Even with the mass cut of employees, Hohn and his investment fund want another mass exodus of employees and a dramatic wage reduction. Google’s parent company Alphabet has doubled its number of employees in the last five years, adding over 100,000 people to its payment roster.
While Hohn was happy that Google made a step in the right direction by letting thousands of its staff go, he believes that it still hasn’t reversed the overstaffing conducted in 2020. He believes that returning to the number of employees they had at the end of 2021 would be better for the company. This reduction would mean that employees would need to be reduced by another twenty percent.
At the same time, while the whole world is in an economic crisis and facing a global recession, Hohn feels that reducing excessive employee compensation would help their overall profit margin.
It is known that Google employees are paid considerably better than all of the other top technology firms, such as Microsoft, Twitter, Facebook, and Tesla. Since competition in the Technology sector has reduced, he feels they no longer need to pay their employees as well as they have, and attracting new talent will not require such increased compensation as previously thought.
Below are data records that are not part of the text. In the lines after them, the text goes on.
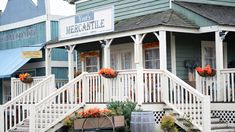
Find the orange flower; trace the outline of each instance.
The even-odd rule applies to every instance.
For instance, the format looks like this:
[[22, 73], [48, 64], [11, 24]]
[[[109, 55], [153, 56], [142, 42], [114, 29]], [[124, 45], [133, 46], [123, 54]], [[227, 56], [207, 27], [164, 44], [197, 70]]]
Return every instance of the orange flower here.
[[201, 68], [201, 67], [197, 67], [196, 68], [196, 71], [203, 74], [204, 73], [204, 70]]

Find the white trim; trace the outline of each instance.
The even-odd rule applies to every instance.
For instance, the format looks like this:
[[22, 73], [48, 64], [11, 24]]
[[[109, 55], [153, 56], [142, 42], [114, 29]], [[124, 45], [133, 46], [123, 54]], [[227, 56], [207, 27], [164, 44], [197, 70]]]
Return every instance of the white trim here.
[[[204, 50], [203, 48], [204, 47], [212, 47], [212, 48], [215, 48], [215, 41], [201, 41], [201, 63], [202, 63], [202, 66], [204, 67], [205, 66], [205, 62], [204, 62]], [[215, 54], [217, 54], [215, 52]], [[216, 56], [216, 55], [215, 55]], [[228, 64], [228, 52], [227, 52], [227, 43], [226, 42], [223, 42], [223, 67], [224, 68], [227, 68], [227, 64]], [[216, 60], [216, 58], [215, 58]], [[217, 63], [217, 61], [216, 61]]]
[[[19, 70], [44, 68], [44, 67], [45, 67], [45, 61], [41, 61], [35, 63], [27, 63]], [[51, 61], [51, 67], [68, 67], [68, 61]]]
[[171, 72], [176, 75], [176, 45], [175, 45], [175, 35], [171, 32]]
[[58, 21], [61, 17], [62, 16], [56, 16], [56, 15], [42, 15], [42, 16], [34, 17], [32, 19], [23, 20], [23, 21], [16, 22], [16, 23], [1, 25], [0, 32], [12, 30], [16, 28], [21, 28], [21, 27], [26, 27], [26, 26], [30, 26], [33, 24], [41, 23], [41, 22], [46, 22], [47, 20]]
[[[115, 70], [122, 70], [122, 59], [121, 54], [122, 53], [131, 53], [131, 69], [135, 69], [134, 64], [134, 44], [133, 43], [125, 43], [125, 44], [119, 44], [119, 45], [113, 45], [110, 46], [110, 52], [112, 54], [115, 54], [117, 56], [117, 68]], [[110, 66], [111, 66], [111, 57], [110, 57]]]
[[152, 32], [157, 32], [160, 30], [166, 30], [166, 31], [171, 31], [171, 32], [182, 32], [182, 33], [199, 33], [197, 29], [157, 26], [157, 27], [149, 27], [149, 28], [144, 28], [144, 29], [137, 29], [134, 31], [125, 31], [125, 32], [119, 32], [119, 33], [110, 33], [110, 34], [105, 34], [105, 35], [77, 38], [77, 39], [67, 40], [67, 41], [59, 42], [55, 44], [49, 44], [49, 45], [46, 45], [46, 47], [47, 48], [63, 47], [65, 45], [83, 44], [83, 43], [100, 41], [100, 40], [127, 37], [127, 36], [136, 35], [136, 34], [152, 33]]

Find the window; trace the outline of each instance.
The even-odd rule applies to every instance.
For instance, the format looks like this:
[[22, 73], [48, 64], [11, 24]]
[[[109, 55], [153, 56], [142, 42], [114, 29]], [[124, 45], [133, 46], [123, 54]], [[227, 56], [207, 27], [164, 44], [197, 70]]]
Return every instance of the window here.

While in a brief moment of empathy, he finished the letter by saying he does realize it is never easy to remove people’s jobs, even though he stated it so nonchalantly throughout the leaked documentation.
It is disgusting to think that someone of this caliber and wealth would easily put over 100,000 people out of a job in this economic climate and during a global cost of living crisis so he can pay himself over $1 million a day. Let’s just pray Google sees sense and declines his advice.